Devine Bovine: Counting Cows—Curating Relative Values: The Cost of Art in the Northern Renaissance

Devine Bovine: Counting Cows—Curating Relative Values: The Cost of Art in the Northern Renaissance, Jeanette Lamb

 

Devine Bovine: Counting Cows—Curating Relative Values: The Cost of Art in the Northern Renaissance
What’s it worth to you?

The Art of making 16th Century prices meaningful

Devine Bovine: Counting Cows—Curating Relative Values: The Cost of Art in the Northern Renaissance–Pouring through ink blots and weathered stains decorating 16th-century documents containing everything from itemized inventory lists and artists’ contracts one begins to glean a sense of the overall price artisanal goods used to sell for.

What does this tell us? Well, knowing the cost of everything from tapestries, paintings, ceramics, glassware, wooden objects, and stained glass gives us an idea of what an object was valued at then. However,  it should come as no surprise the bookkeeping back then is not as straightforward as that. Throughout Europe, a single currency market did not exist in the mid-16th century.

To gain a sense of what an object’s value, one has to convert the varied money units into a shared standard–much like gold is today. Recently, curator Elizabeth Cleland, Associate Curator, Department of European Sculpture and Decorative Arts did just that.

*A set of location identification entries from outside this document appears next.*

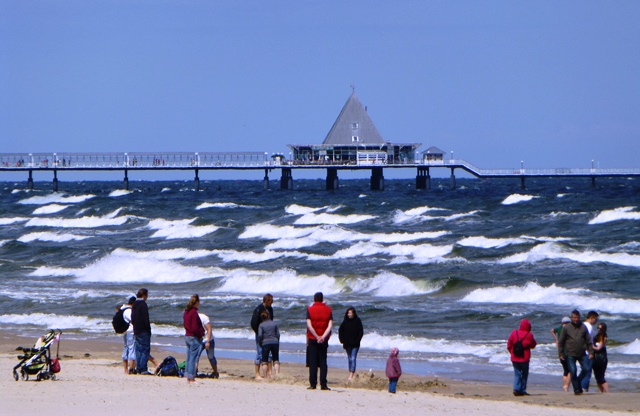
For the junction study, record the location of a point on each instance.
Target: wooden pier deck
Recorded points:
(198, 161)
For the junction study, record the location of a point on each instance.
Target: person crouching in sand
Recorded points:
(393, 369)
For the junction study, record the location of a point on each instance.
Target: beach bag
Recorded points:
(168, 368)
(118, 322)
(54, 367)
(518, 348)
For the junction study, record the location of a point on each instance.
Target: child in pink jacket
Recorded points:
(393, 370)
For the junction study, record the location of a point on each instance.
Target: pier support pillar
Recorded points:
(423, 179)
(286, 179)
(332, 179)
(377, 179)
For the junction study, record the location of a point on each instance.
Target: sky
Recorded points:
(550, 84)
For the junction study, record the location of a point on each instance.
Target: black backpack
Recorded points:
(118, 322)
(168, 367)
(518, 348)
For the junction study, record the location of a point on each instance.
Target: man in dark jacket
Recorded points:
(575, 339)
(267, 301)
(141, 331)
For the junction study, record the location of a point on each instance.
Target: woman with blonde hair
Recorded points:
(194, 332)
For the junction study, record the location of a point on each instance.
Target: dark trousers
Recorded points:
(317, 355)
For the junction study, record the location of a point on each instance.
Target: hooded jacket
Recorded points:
(528, 341)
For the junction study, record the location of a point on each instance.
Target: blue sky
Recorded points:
(552, 83)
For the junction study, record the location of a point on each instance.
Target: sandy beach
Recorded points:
(92, 381)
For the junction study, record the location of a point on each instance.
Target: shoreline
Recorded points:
(94, 367)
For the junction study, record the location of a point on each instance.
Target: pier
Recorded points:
(131, 162)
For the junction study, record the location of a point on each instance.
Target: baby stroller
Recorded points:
(37, 361)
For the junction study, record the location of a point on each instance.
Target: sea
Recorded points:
(443, 274)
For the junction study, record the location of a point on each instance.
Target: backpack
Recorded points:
(119, 323)
(518, 348)
(169, 367)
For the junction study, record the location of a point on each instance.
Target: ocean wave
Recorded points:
(54, 237)
(324, 218)
(296, 209)
(9, 221)
(119, 192)
(553, 251)
(179, 229)
(533, 293)
(224, 205)
(50, 209)
(55, 198)
(618, 214)
(517, 198)
(110, 219)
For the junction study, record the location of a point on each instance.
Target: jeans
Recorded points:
(210, 352)
(393, 383)
(587, 377)
(194, 346)
(143, 350)
(129, 350)
(352, 353)
(317, 354)
(576, 380)
(520, 376)
(274, 349)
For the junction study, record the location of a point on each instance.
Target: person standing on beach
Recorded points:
(573, 343)
(269, 339)
(393, 370)
(319, 325)
(566, 375)
(589, 322)
(193, 334)
(129, 349)
(600, 359)
(267, 301)
(209, 345)
(520, 344)
(350, 334)
(141, 331)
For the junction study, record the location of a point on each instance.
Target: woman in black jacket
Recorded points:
(350, 333)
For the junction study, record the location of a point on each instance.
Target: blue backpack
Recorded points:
(169, 368)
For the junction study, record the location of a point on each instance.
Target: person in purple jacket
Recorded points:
(520, 359)
(393, 369)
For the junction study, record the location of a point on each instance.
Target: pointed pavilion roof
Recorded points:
(353, 126)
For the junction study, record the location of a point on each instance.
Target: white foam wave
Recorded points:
(554, 251)
(8, 221)
(227, 205)
(632, 348)
(296, 209)
(324, 218)
(49, 209)
(484, 242)
(618, 214)
(119, 192)
(110, 219)
(55, 237)
(55, 198)
(179, 229)
(517, 198)
(533, 293)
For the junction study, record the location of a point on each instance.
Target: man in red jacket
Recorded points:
(520, 356)
(319, 324)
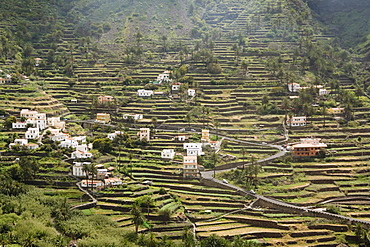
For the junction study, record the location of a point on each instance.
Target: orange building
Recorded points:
(105, 99)
(308, 147)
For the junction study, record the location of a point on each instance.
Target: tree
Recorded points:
(145, 201)
(137, 216)
(154, 121)
(188, 238)
(265, 99)
(215, 159)
(104, 145)
(324, 112)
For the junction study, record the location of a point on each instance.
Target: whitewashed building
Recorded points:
(190, 167)
(296, 121)
(193, 149)
(19, 125)
(78, 169)
(168, 154)
(191, 92)
(144, 93)
(144, 134)
(134, 117)
(32, 133)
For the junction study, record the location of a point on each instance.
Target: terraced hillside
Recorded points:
(240, 70)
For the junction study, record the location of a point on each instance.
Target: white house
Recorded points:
(81, 152)
(144, 93)
(112, 136)
(78, 169)
(132, 116)
(181, 138)
(68, 143)
(191, 92)
(58, 137)
(168, 154)
(190, 167)
(294, 87)
(193, 149)
(28, 114)
(40, 121)
(20, 142)
(144, 133)
(55, 122)
(205, 135)
(164, 77)
(214, 144)
(80, 139)
(175, 86)
(32, 133)
(112, 181)
(296, 121)
(91, 183)
(323, 91)
(19, 125)
(32, 146)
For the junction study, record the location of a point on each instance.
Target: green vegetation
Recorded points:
(239, 57)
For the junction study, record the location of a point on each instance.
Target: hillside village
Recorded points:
(254, 128)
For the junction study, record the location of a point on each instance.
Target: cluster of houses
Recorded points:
(165, 78)
(191, 168)
(300, 121)
(296, 87)
(35, 123)
(5, 78)
(308, 147)
(103, 176)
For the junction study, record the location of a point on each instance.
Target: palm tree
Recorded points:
(130, 157)
(324, 112)
(137, 216)
(188, 238)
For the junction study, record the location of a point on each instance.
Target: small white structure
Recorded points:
(190, 168)
(205, 135)
(78, 169)
(164, 77)
(175, 86)
(296, 121)
(19, 125)
(28, 114)
(68, 143)
(80, 139)
(32, 146)
(181, 138)
(32, 133)
(144, 93)
(20, 142)
(58, 137)
(214, 144)
(112, 136)
(81, 152)
(168, 154)
(294, 87)
(144, 134)
(92, 183)
(193, 149)
(40, 121)
(134, 117)
(323, 91)
(55, 122)
(112, 181)
(191, 92)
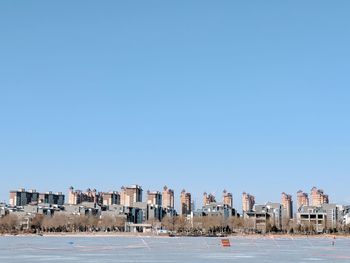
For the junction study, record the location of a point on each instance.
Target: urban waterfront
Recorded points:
(163, 249)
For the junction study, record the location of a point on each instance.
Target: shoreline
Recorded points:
(149, 235)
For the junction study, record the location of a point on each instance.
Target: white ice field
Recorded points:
(163, 249)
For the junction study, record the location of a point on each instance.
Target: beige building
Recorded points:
(76, 197)
(154, 198)
(130, 194)
(302, 199)
(111, 198)
(227, 198)
(208, 198)
(287, 206)
(318, 197)
(168, 198)
(22, 197)
(248, 202)
(185, 199)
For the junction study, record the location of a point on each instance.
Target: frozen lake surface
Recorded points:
(162, 249)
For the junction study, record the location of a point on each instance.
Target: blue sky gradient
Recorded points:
(202, 95)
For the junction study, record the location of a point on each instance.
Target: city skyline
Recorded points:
(242, 202)
(195, 95)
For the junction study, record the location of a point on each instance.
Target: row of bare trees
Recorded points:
(61, 223)
(204, 225)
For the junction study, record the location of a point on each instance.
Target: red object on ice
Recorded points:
(225, 243)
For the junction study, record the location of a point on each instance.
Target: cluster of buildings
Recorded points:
(313, 211)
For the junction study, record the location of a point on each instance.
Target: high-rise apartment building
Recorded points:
(168, 198)
(302, 199)
(23, 197)
(76, 197)
(154, 198)
(287, 206)
(248, 202)
(208, 198)
(227, 198)
(111, 198)
(130, 194)
(318, 197)
(185, 199)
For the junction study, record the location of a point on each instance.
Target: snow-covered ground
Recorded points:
(161, 249)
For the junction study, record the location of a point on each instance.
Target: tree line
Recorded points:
(180, 225)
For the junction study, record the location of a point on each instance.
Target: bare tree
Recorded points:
(9, 223)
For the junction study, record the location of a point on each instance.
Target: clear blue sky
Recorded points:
(203, 95)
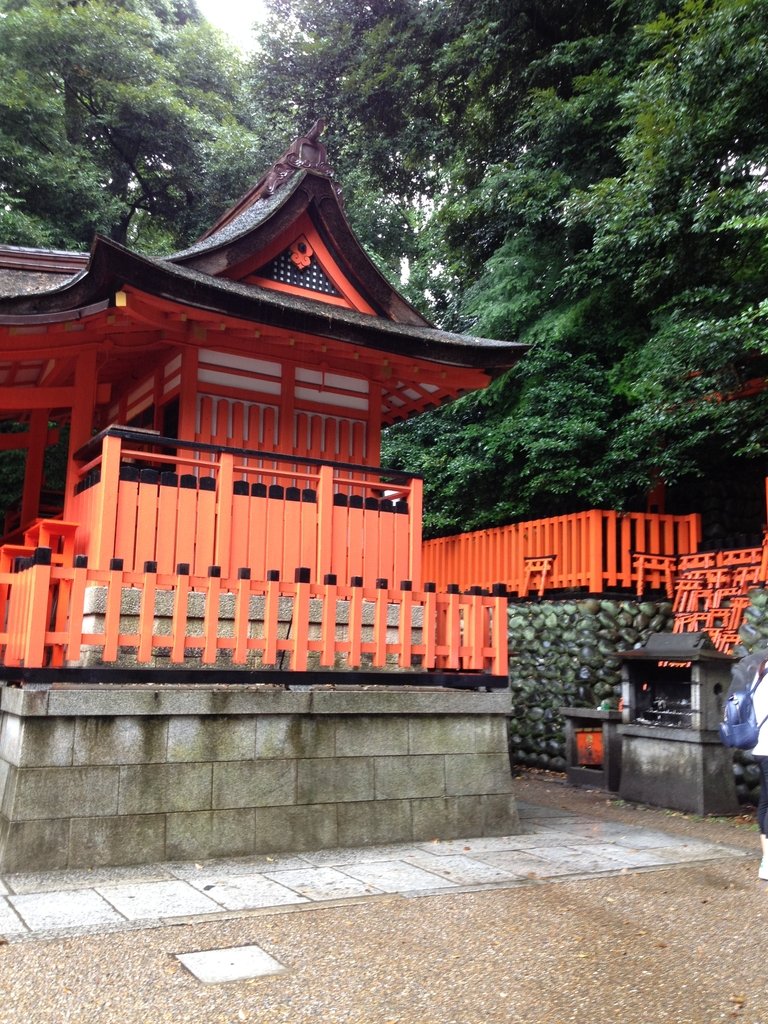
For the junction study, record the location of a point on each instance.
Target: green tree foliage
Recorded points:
(624, 238)
(124, 117)
(588, 178)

She converted this standard by assessing how many cows an artisan object was worth during the economic wild-west of the Rennaisance.  She estimates that in 1550, the cost of one milking cow cost 175 grams of silver — give or take.

The cow valuations allow us to quantify how dramatic the hierarchy of value among different art objects in 16th-century northern Europe would have been. Using this system—along with data gleaned from the Antwerp paintings’ market, records of Philip II’s tapestry acquisitions in 1560s Brussels, contracts for alabaster sculptural projects, and tile purchase records—we can see that a painting like Rest on the Flight into Egypt in the exhibition, when for sale, would actually have cost the equivalent of five cows, the tapestry more than ten times that at 52 cows, the alabaster approximately 40 cows, and the tile a modest half a cow.